Ontario churches, mosques and synagogues open for drive-in worship this weekend amid COVID-19
Some Ontario church leaders have asked Premier Doug Ford to let them fully reopen
Just like retail, colleges and yoga instructors, religious leaders have gone online during the pandemic with live-streamed services.
But starting this weekend in Ontario, churches, synagogues and mosques are allowed to hold drive-in services.
Roger Berg, executive associate pastor of Church on the Queensway, says they've been live streaming since in-person services were put on hold in late March. But with a parking lot designed for 900 cars, he says it made sense to roll out a drive-in service.
A two-metre space will be left around each parked vehicle. And while service will be held at the usual times, they'll only be 45 minutes long.
"No one's allowed to leave their vehicle. And they can't come to use the washroom, so it'll be a short service," Berg told CBC Toronto.
The church's senior pastor will deliver his message standing on the roof of the educational wing of the building at 1536 The Queensway. He says the drive-in service will be in addition to the weekly live-streamed offering, which has been very popular with worshippers.
But Berg says his congregation needs something more.
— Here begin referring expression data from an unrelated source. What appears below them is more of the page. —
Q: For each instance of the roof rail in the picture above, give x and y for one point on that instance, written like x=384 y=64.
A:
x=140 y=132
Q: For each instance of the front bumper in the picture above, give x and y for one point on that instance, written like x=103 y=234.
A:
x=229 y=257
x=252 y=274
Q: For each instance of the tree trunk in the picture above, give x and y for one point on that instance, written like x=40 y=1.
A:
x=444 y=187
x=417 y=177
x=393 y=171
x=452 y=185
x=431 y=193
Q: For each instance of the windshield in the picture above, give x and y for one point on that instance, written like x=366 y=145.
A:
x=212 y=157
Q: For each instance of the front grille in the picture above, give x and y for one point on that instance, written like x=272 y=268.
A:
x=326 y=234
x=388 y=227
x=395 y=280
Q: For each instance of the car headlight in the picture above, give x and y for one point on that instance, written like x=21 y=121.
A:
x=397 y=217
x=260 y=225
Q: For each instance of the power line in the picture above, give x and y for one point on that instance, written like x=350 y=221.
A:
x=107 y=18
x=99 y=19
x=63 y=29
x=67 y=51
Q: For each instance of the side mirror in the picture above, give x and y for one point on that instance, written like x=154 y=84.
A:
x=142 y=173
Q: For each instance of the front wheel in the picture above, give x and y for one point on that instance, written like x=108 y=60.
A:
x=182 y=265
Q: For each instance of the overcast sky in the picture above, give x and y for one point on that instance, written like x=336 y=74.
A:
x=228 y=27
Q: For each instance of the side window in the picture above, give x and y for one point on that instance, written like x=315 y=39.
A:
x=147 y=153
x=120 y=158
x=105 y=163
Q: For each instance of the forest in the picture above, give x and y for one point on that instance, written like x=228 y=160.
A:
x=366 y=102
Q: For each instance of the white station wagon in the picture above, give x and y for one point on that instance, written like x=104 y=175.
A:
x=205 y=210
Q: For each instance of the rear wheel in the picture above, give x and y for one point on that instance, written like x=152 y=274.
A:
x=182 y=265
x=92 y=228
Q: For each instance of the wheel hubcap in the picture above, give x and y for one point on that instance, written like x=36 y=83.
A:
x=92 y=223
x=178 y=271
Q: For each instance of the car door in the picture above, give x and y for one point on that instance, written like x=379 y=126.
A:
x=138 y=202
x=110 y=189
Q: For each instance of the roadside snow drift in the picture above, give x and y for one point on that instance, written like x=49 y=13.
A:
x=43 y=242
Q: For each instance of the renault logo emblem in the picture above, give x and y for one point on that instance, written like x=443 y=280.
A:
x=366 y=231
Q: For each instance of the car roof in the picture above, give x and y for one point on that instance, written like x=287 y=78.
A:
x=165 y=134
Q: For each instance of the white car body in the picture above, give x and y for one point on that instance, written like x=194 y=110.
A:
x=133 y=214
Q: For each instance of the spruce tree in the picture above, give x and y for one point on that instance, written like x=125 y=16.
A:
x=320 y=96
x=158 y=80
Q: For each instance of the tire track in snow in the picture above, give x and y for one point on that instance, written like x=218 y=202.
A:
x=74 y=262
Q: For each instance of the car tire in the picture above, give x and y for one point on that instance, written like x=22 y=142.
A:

"Where there is a real problem is the fact that they can't connect to one another; they feel isolated," he said.
"They are used to a gathering of two to three thousand people in the building and they have the opportunity to see one another," Berg added.
"Even though they can't get out of their cars they can wave to one another in their vehicles and it's a change of scenery."
U.S. President Donald Trump declared houses of worship essential services on Friday, and some church leaders here have signed a letter to Ontario Premier Doug Ford asking to reopen.
At least one house of worship, the Church of God in Aylmer, Ont. sparked numerous complaints and faced the threat of fines when it held a drive-in service last month.
But Berg says his church is not in a rush.
"We're anxious to reopen, but not at all if it would cause any risk or potential harm to any of our congregants."
Others are quite content to continue with online services. For Eid celebrations this weekend, many mosques are marking the end of Ramadan online using social media platforms such as YouTube, Facebook and Twitter.
The Islamic Centre of Toronto at 1630 Neilson Rd. will also be offering an Eid Sweets Drive Thru with loot bags for kids.
Yael Splansky, the senior Rabbi of At Holy Blossom Temple on Bathurst Street near Eglinton Avenue West, says during the pandemic she's turned to the online meeting app Zoom to conduct everything from bar mitzvahs to prayers for the dead.
'This is a gift that we've been given'
"People are very grateful. People are expressing real gratitude because we're able to provide connections while they're sitting in isolation," she said..
"We're providing an anchor in something that is old and lasting. Prayer ritual brings them to something larger than themselves and when the world has been turned upside down, it is very reassuring to go back to things that endure."
And she says, the streamed services have been so successful, they will likely continue post-COVID-19.
"In some ways, this is a gift that we've been given, to slow down a little and return to the things that last and that ground us."